7.2. A Materialização Sonora do Poème de Varése

7.2.3. Método de Trabalho

Varèse fôra imposto à Philips como condição para a aceitação do projecto do pavilão por parte de Le Corbusier, e o acolhimento que o compositor tivera por parte da empresa – a qual preferia um nome mais tradicional, como Benjamin Britten – foi sempre no mínimo reservada (Treib 1996: 3-4; 18; 168-172; 194). Ao contrário de Badings, que fizera o Abel en

Cain em 17 dias, Varèse trabalhava lentamente, experimentando, sem apresentar um produto

acabado que se achasse em proporção com o tempo dispendido. Este modus operandi, com a sua aparente irracionalidade, desconcertava Tak, que costumava contar um episódio em que Varèse, depois de passar horas sem sucesso à procura de um som, ouvira a dobradiça da porta a ranger e dissera: «preciso desse som!» (Treib 1996: 182).

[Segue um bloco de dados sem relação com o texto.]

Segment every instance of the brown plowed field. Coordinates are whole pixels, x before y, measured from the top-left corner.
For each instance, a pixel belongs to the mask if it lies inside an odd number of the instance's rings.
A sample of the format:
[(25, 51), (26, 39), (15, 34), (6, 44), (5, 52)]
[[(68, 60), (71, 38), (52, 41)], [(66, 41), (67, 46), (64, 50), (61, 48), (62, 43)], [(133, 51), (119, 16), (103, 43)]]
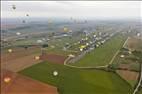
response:
[(38, 47), (31, 47), (27, 50), (24, 48), (15, 48), (12, 50), (12, 53), (8, 53), (7, 51), (1, 53), (2, 69), (17, 72), (41, 62), (41, 60), (35, 60), (35, 56), (40, 55), (40, 48)]
[(56, 54), (44, 54), (41, 56), (41, 59), (44, 61), (49, 61), (53, 63), (64, 64), (65, 59), (67, 56), (61, 56)]
[[(5, 77), (11, 78), (9, 83), (4, 82)], [(58, 92), (56, 87), (14, 72), (2, 70), (1, 94), (58, 94)]]
[(135, 80), (136, 81), (139, 76), (138, 72), (133, 72), (129, 70), (117, 70), (117, 73), (125, 80)]

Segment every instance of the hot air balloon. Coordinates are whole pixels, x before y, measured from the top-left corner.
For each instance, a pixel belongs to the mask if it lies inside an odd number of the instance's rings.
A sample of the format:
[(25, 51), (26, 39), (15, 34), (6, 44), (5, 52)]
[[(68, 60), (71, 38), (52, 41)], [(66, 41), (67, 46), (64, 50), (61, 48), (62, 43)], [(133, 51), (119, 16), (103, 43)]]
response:
[(16, 6), (15, 6), (15, 5), (12, 5), (12, 9), (14, 9), (14, 10), (15, 10), (15, 9), (16, 9)]

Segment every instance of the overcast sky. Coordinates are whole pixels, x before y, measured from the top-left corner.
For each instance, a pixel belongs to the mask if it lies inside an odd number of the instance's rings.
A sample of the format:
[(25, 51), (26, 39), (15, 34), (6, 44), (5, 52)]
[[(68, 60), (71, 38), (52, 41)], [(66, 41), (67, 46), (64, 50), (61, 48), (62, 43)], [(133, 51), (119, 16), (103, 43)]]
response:
[[(1, 17), (142, 18), (142, 1), (2, 1)], [(16, 9), (12, 9), (12, 5)]]

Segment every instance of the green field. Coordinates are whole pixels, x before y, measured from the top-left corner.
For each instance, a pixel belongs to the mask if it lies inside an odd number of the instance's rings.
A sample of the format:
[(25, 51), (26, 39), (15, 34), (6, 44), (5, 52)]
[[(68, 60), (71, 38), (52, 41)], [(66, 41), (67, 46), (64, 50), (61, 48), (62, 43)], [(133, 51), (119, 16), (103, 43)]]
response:
[(106, 42), (104, 45), (96, 48), (94, 51), (88, 53), (75, 66), (104, 66), (107, 65), (115, 53), (122, 47), (126, 40), (126, 36), (116, 35)]
[[(58, 76), (53, 76), (53, 71)], [(117, 74), (101, 70), (69, 68), (41, 62), (19, 73), (58, 87), (59, 94), (130, 94), (131, 87)]]
[(137, 94), (142, 94), (142, 88), (140, 89), (140, 91), (138, 91), (138, 93)]

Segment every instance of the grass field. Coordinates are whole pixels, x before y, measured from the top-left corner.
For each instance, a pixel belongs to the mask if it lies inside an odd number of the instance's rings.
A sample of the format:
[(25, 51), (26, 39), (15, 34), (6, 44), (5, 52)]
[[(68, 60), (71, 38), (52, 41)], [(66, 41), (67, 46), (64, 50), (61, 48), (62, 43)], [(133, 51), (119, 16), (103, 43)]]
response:
[[(58, 71), (56, 77), (53, 71)], [(131, 87), (118, 75), (41, 62), (19, 73), (58, 87), (59, 94), (130, 94)]]
[(122, 47), (126, 40), (125, 36), (116, 35), (104, 45), (88, 53), (75, 66), (104, 66), (110, 62), (114, 54)]
[(140, 91), (137, 94), (142, 94), (142, 88), (140, 89)]

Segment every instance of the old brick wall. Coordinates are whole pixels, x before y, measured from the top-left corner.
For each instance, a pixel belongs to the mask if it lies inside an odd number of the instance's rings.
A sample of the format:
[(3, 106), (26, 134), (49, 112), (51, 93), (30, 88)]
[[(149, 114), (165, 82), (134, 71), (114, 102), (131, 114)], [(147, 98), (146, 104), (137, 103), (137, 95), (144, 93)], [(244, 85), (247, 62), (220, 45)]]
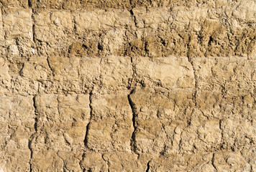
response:
[(0, 171), (256, 171), (256, 1), (0, 8)]

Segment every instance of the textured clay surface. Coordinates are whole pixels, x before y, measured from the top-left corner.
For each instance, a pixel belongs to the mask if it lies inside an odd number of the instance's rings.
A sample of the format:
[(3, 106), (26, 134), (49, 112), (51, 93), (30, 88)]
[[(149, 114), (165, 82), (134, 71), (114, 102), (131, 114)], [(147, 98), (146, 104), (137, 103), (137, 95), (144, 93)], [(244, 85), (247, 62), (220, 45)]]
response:
[(256, 171), (255, 0), (0, 0), (0, 171)]

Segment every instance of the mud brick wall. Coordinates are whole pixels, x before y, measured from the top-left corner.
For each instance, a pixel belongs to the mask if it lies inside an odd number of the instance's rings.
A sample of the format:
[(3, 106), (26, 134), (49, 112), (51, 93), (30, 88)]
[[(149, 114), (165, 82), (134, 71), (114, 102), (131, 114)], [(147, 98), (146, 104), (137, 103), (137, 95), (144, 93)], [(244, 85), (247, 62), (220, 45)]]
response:
[(256, 171), (255, 0), (0, 9), (0, 171)]

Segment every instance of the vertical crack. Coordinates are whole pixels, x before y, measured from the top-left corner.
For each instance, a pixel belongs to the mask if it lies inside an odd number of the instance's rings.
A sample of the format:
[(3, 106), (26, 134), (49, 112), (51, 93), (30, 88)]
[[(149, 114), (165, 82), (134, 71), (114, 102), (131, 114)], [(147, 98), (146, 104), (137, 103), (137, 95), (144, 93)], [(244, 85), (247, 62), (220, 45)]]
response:
[(149, 172), (150, 171), (150, 161), (148, 161), (147, 163), (147, 169), (146, 169), (145, 172)]
[(195, 70), (195, 67), (193, 64), (193, 62), (192, 62), (192, 59), (188, 55), (188, 61), (191, 64), (191, 67), (192, 67), (192, 69), (193, 69), (193, 77), (194, 77), (194, 79), (195, 79), (195, 94), (193, 95), (193, 102), (194, 102), (194, 104), (195, 104), (195, 106), (196, 107), (196, 94), (197, 94), (197, 90), (198, 90), (198, 81), (197, 81), (197, 77), (196, 77), (196, 70)]
[(214, 153), (214, 154), (212, 155), (211, 165), (212, 165), (212, 166), (214, 168), (214, 169), (215, 169), (216, 171), (218, 171), (216, 166), (214, 165), (214, 156), (215, 156), (215, 153)]
[(134, 14), (133, 13), (132, 9), (130, 9), (129, 11), (131, 14), (132, 17), (133, 18), (133, 21), (134, 21), (134, 27), (137, 27), (136, 17), (134, 16)]
[(29, 171), (32, 171), (32, 157), (33, 157), (33, 149), (32, 149), (32, 141), (35, 137), (35, 135), (37, 132), (37, 122), (38, 122), (38, 119), (37, 119), (37, 106), (36, 106), (36, 104), (35, 104), (35, 96), (32, 98), (33, 100), (33, 107), (34, 107), (34, 109), (35, 109), (35, 124), (34, 124), (34, 129), (35, 129), (35, 132), (33, 134), (31, 135), (29, 139), (29, 143), (28, 143), (28, 148), (30, 150), (30, 158), (29, 158)]
[(92, 90), (91, 91), (90, 94), (89, 94), (89, 100), (90, 100), (90, 104), (89, 104), (89, 107), (90, 107), (90, 119), (89, 119), (89, 122), (88, 123), (87, 125), (86, 125), (86, 136), (83, 140), (84, 143), (84, 145), (86, 148), (89, 148), (88, 146), (88, 130), (89, 130), (89, 128), (90, 128), (90, 124), (91, 124), (91, 118), (92, 118), (92, 115), (93, 115), (93, 108), (91, 106), (91, 99), (92, 99)]
[(134, 130), (132, 132), (132, 138), (131, 138), (131, 149), (136, 154), (137, 154), (137, 153), (136, 152), (136, 140), (135, 140), (135, 132), (137, 130), (137, 125), (136, 125), (136, 107), (135, 107), (135, 104), (132, 102), (130, 95), (133, 93), (134, 90), (133, 90), (129, 95), (128, 95), (127, 97), (128, 97), (128, 102), (129, 102), (129, 105), (131, 107), (132, 111), (132, 126), (134, 128)]

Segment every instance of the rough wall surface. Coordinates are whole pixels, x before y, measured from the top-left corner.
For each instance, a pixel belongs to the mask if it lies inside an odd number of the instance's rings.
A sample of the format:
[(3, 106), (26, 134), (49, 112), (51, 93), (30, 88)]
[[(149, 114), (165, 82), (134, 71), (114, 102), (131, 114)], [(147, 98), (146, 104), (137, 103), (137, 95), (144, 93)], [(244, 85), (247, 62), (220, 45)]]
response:
[(256, 1), (0, 7), (0, 171), (256, 171)]

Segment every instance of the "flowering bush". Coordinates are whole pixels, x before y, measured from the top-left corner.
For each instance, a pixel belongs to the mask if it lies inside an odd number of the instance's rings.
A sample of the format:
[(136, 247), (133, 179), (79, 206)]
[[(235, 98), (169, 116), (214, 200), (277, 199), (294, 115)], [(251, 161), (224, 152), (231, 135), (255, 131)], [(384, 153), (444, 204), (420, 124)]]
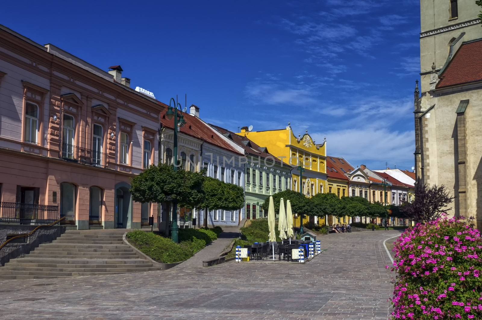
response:
[(462, 219), (445, 215), (397, 240), (392, 319), (482, 319), (482, 240)]

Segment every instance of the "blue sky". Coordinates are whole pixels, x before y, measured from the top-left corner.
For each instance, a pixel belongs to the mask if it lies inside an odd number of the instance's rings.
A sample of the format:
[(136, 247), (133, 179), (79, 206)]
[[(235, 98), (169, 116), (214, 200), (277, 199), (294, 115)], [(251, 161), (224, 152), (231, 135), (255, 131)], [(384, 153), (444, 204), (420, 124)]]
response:
[(4, 2), (0, 23), (210, 122), (289, 121), (355, 166), (414, 165), (417, 0)]

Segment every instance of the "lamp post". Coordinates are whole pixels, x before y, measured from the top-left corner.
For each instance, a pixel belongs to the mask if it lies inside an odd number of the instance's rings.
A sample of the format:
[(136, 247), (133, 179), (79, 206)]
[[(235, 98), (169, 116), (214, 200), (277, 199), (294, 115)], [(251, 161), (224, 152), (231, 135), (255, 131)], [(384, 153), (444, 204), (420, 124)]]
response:
[[(384, 199), (385, 201), (383, 202), (383, 205), (386, 205), (387, 200), (388, 198), (388, 197), (387, 196), (387, 186), (388, 185), (388, 184), (387, 183), (387, 179), (383, 179), (383, 196), (385, 197), (385, 199)], [(387, 210), (385, 210), (385, 223), (388, 224), (388, 222), (387, 221), (387, 219), (388, 219), (388, 216), (387, 216)], [(384, 227), (385, 227), (385, 226), (384, 226)]]
[[(298, 166), (298, 171), (300, 172), (300, 193), (303, 194), (303, 196), (305, 195), (303, 193), (303, 173), (305, 172), (305, 168), (303, 167), (301, 165), (299, 165)], [(303, 234), (303, 213), (300, 214), (300, 235)]]
[[(171, 105), (172, 102), (174, 102), (174, 108)], [(179, 109), (179, 111), (181, 112), (181, 114), (179, 115), (177, 115), (178, 107)], [(178, 165), (178, 159), (177, 158), (177, 131), (186, 123), (186, 120), (184, 120), (184, 116), (183, 115), (182, 112), (182, 107), (181, 106), (181, 103), (177, 102), (177, 96), (176, 96), (175, 101), (174, 100), (174, 98), (171, 98), (171, 100), (169, 100), (169, 106), (167, 107), (167, 111), (166, 112), (166, 116), (169, 120), (171, 120), (173, 117), (174, 118), (174, 128), (173, 128), (174, 130), (174, 138), (173, 139), (174, 152), (173, 156), (175, 159), (174, 163), (174, 171), (177, 171)], [(177, 231), (179, 230), (179, 227), (177, 226), (177, 202), (175, 200), (173, 201), (172, 218), (173, 223), (171, 225), (171, 239), (173, 241), (177, 243), (179, 242), (177, 236)]]

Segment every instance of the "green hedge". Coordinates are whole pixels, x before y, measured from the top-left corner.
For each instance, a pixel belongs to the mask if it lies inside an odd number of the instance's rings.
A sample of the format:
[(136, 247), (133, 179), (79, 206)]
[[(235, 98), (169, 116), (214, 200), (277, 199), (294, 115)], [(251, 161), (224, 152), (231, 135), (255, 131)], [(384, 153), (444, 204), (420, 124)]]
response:
[(303, 226), (310, 230), (313, 230), (320, 233), (326, 234), (328, 233), (328, 228), (324, 226), (319, 226), (315, 224), (314, 222), (305, 222)]
[(161, 263), (174, 263), (187, 260), (217, 239), (216, 230), (213, 229), (180, 229), (178, 236), (179, 243), (168, 238), (141, 230), (128, 232), (126, 237), (141, 252)]
[(380, 229), (380, 226), (375, 223), (369, 223), (366, 225), (366, 229), (371, 230), (373, 226), (375, 227), (375, 230), (378, 230)]

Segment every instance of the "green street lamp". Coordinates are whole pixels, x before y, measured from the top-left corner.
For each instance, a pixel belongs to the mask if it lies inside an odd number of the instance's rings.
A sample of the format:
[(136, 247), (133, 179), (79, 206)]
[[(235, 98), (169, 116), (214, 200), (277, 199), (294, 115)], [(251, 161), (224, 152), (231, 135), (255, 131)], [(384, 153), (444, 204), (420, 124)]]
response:
[[(174, 107), (171, 105), (172, 102), (174, 102)], [(177, 114), (177, 108), (181, 112), (180, 115)], [(177, 131), (181, 128), (181, 127), (186, 124), (186, 120), (184, 120), (184, 116), (182, 114), (182, 107), (181, 104), (177, 102), (177, 96), (176, 96), (176, 100), (174, 100), (174, 98), (171, 98), (169, 100), (169, 106), (167, 107), (167, 111), (166, 112), (166, 116), (169, 120), (174, 118), (174, 154), (175, 162), (174, 164), (174, 171), (177, 171), (178, 166), (178, 161), (177, 156)], [(177, 226), (177, 202), (173, 201), (173, 223), (171, 226), (171, 239), (176, 243), (179, 242), (178, 237), (178, 231), (179, 227)]]
[[(383, 200), (385, 200), (383, 202), (383, 205), (387, 205), (387, 186), (388, 185), (388, 184), (387, 183), (387, 182), (388, 181), (387, 181), (387, 179), (383, 179), (383, 183), (382, 184), (382, 185), (383, 186), (383, 196), (384, 197), (384, 198)], [(387, 224), (388, 224), (388, 222), (387, 221), (387, 219), (388, 219), (388, 216), (387, 215), (388, 213), (388, 211), (387, 211), (387, 210), (385, 210), (385, 223), (386, 223)], [(385, 226), (384, 226), (384, 227), (385, 227)]]
[[(303, 167), (301, 165), (298, 166), (298, 171), (300, 172), (300, 193), (302, 194), (303, 193), (303, 173), (305, 172), (305, 168)], [(303, 194), (303, 196), (305, 195)], [(300, 235), (303, 234), (303, 214), (302, 213), (300, 214)]]

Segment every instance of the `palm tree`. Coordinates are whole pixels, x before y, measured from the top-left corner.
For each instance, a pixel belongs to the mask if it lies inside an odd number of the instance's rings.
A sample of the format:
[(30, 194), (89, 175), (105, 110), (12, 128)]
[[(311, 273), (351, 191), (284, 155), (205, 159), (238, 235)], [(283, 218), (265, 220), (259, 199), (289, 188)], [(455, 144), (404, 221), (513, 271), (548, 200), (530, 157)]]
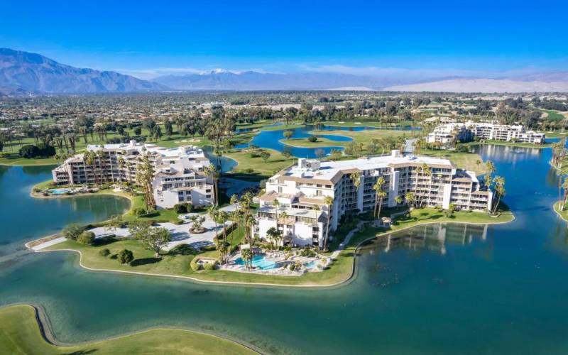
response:
[(121, 170), (124, 168), (124, 165), (125, 165), (124, 158), (122, 158), (121, 156), (119, 156), (117, 160), (119, 161), (119, 181), (121, 182), (122, 181)]
[(327, 248), (327, 238), (329, 236), (329, 219), (332, 217), (332, 206), (333, 205), (333, 197), (326, 196), (324, 203), (327, 207), (327, 223), (325, 226), (325, 237), (324, 238), (324, 250)]
[(217, 232), (217, 219), (219, 217), (219, 209), (216, 204), (212, 204), (207, 209), (207, 214), (213, 222), (215, 224), (215, 237), (217, 238), (217, 248), (219, 248), (219, 233)]
[(280, 201), (278, 199), (274, 199), (274, 201), (272, 202), (272, 205), (274, 206), (274, 210), (275, 211), (276, 214), (276, 228), (278, 226), (278, 207), (280, 206)]
[[(221, 259), (224, 263), (226, 263), (226, 228), (225, 224), (229, 220), (229, 214), (224, 211), (218, 211), (217, 214), (216, 222), (218, 222), (223, 226), (223, 241), (218, 243), (219, 251), (221, 253)], [(217, 241), (219, 241), (219, 236), (217, 236)]]
[(564, 211), (566, 209), (566, 202), (568, 201), (568, 178), (565, 178), (564, 180), (564, 183), (562, 184), (562, 188), (564, 189), (564, 199), (562, 200), (562, 210)]
[(219, 180), (219, 171), (217, 168), (214, 165), (210, 165), (209, 166), (205, 167), (204, 169), (204, 172), (205, 174), (211, 178), (211, 180), (213, 181), (213, 203), (217, 204), (218, 203), (217, 201), (217, 180)]
[[(428, 190), (430, 191), (430, 190), (432, 190), (432, 169), (430, 169), (430, 167), (427, 165), (425, 163), (422, 164), (422, 177), (427, 176), (430, 178), (430, 181), (429, 181), (430, 183), (428, 184)], [(426, 194), (423, 194), (420, 196), (420, 207), (423, 207), (422, 204), (422, 203), (423, 202), (422, 199), (424, 198), (424, 196)]]
[(406, 195), (404, 196), (404, 199), (408, 203), (410, 206), (413, 206), (414, 204), (415, 201), (416, 200), (416, 197), (413, 192), (407, 192)]
[[(83, 161), (84, 163), (91, 168), (93, 173), (93, 180), (95, 185), (97, 183), (97, 173), (94, 172), (94, 153), (91, 151), (87, 151), (83, 153)], [(84, 168), (86, 167), (84, 167)], [(87, 175), (87, 169), (85, 168), (85, 175)], [(87, 182), (89, 182), (89, 179), (87, 178)]]
[(495, 173), (495, 165), (491, 160), (487, 160), (485, 163), (485, 166), (487, 168), (487, 173), (484, 178), (485, 187), (489, 188), (491, 186), (491, 174)]
[[(375, 209), (373, 214), (373, 217), (375, 218), (378, 218), (378, 215), (377, 214), (377, 202), (378, 200), (379, 197), (379, 191), (383, 192), (383, 185), (385, 185), (385, 178), (382, 176), (379, 177), (377, 179), (377, 182), (373, 185), (373, 190), (375, 190)], [(381, 198), (381, 203), (382, 204), (383, 199)], [(381, 209), (379, 208), (378, 214), (381, 214)]]
[(246, 239), (248, 239), (248, 244), (251, 246), (251, 249), (253, 248), (253, 227), (254, 226), (256, 221), (254, 219), (254, 216), (251, 214), (248, 213), (244, 216), (244, 230), (245, 230), (245, 235), (246, 236)]
[(497, 212), (497, 208), (499, 206), (501, 197), (505, 196), (505, 178), (501, 176), (496, 176), (493, 181), (495, 183), (495, 192), (497, 195), (497, 202), (493, 205), (491, 213), (495, 214), (495, 213)]
[(243, 259), (244, 262), (244, 266), (246, 268), (249, 268), (249, 263), (251, 266), (252, 266), (252, 259), (253, 259), (253, 251), (252, 251), (252, 246), (250, 248), (241, 249), (241, 258)]

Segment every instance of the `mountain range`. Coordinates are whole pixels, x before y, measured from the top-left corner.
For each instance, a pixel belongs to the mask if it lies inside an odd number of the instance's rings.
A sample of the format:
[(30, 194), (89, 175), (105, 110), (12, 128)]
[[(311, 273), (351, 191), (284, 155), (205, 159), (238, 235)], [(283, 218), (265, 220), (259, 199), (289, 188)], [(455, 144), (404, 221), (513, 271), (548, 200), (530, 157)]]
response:
[(396, 75), (376, 77), (337, 72), (269, 73), (214, 70), (143, 80), (112, 71), (77, 68), (36, 53), (0, 48), (0, 95), (89, 94), (170, 90), (386, 90), (447, 92), (568, 92), (568, 72), (501, 78)]
[(36, 53), (0, 48), (0, 93), (155, 92), (160, 84), (116, 72), (77, 68)]
[(153, 81), (180, 90), (330, 90), (377, 89), (415, 81), (333, 72), (266, 73), (214, 70), (202, 74), (166, 75)]

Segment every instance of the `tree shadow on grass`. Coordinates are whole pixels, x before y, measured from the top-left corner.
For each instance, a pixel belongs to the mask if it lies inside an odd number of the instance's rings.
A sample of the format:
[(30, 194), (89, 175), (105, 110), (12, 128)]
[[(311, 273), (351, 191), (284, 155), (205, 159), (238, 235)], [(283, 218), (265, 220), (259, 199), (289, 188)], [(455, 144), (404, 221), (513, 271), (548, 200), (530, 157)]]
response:
[(180, 244), (168, 252), (168, 255), (172, 256), (176, 255), (197, 255), (197, 251), (188, 244)]
[(89, 350), (77, 350), (70, 353), (65, 353), (66, 355), (84, 355), (85, 354), (92, 354), (97, 352), (97, 349), (89, 349)]
[(140, 216), (141, 218), (153, 218), (160, 215), (159, 212), (146, 213)]
[(140, 266), (141, 265), (148, 265), (158, 263), (162, 259), (160, 258), (142, 258), (141, 259), (134, 259), (130, 263), (132, 266)]
[(105, 245), (111, 244), (115, 241), (118, 241), (118, 240), (114, 236), (104, 236), (103, 238), (97, 238), (94, 239), (94, 241), (93, 241), (93, 246), (103, 246)]

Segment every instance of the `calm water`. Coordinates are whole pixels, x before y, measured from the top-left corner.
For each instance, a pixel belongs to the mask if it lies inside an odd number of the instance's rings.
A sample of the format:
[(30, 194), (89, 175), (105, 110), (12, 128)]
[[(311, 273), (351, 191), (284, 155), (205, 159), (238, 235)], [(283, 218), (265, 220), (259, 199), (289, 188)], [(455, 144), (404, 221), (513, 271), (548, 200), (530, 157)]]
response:
[[(568, 233), (551, 209), (559, 190), (550, 150), (479, 153), (506, 178), (515, 222), (421, 226), (371, 243), (342, 287), (298, 292), (105, 274), (80, 269), (74, 254), (50, 253), (1, 267), (0, 303), (43, 305), (64, 342), (173, 325), (274, 353), (566, 354)], [(33, 179), (14, 179), (2, 201), (24, 198)], [(0, 218), (21, 221), (16, 236), (25, 239), (31, 227), (12, 211)]]
[[(271, 125), (275, 126), (275, 125)], [(417, 127), (411, 127), (410, 126), (393, 128), (393, 129), (411, 131), (416, 129)], [(352, 141), (351, 137), (346, 136), (340, 136), (335, 134), (315, 134), (312, 135), (309, 133), (310, 131), (315, 129), (314, 126), (304, 126), (297, 129), (282, 129), (278, 131), (261, 131), (258, 134), (254, 136), (253, 139), (248, 143), (237, 145), (235, 148), (247, 148), (249, 144), (254, 144), (261, 148), (268, 148), (274, 149), (275, 151), (283, 151), (284, 149), (288, 149), (292, 153), (292, 155), (297, 158), (316, 158), (317, 154), (315, 151), (318, 149), (323, 151), (324, 155), (330, 153), (332, 149), (343, 151), (344, 148), (340, 146), (328, 146), (322, 148), (297, 148), (286, 146), (279, 141), (285, 139), (284, 137), (284, 132), (286, 131), (291, 131), (293, 134), (290, 138), (307, 138), (310, 136), (317, 136), (320, 138), (325, 138), (333, 142), (347, 142)], [(382, 129), (377, 127), (368, 127), (366, 126), (357, 127), (336, 127), (333, 126), (322, 125), (321, 131), (354, 131), (360, 132), (366, 130)]]
[(61, 230), (72, 222), (87, 224), (122, 213), (130, 206), (127, 199), (115, 196), (67, 197), (58, 200), (31, 197), (32, 186), (51, 178), (51, 166), (0, 165), (0, 256), (23, 241)]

O episódio da dobradiça revela um aspecto importante no método de trabalho de Varèse: a atenção constante ao potencial de cada som que se lhe depara, a fim de descobrir «a inteligência que nele possa existir», parafraseando Wronsky. Uma implicação deste método é a postura de sensibilidade: mais do que impor ao mundo um modelo de som que concebe isolado em si mesmo, o compositor procura a sua matéria prima no ambiente que o rodeia. Parece-me provável, assim, que as ideias que Varèse tinha quando começou a trabalhar no

Poème fossem de natureza muito geral: ele não teria um modelo sonoro concreto ainda

formado, mas por isso mesmo estava receptivo a experimentar e ir progressivamente criando, com base nessa experimentação, um modelo sonoro a concretizar. Esta hipótese é coerente com a importância que, como vimos no cap.5, o compositor concedia à experimentação nos seus projectos de estúdios electroacústicos.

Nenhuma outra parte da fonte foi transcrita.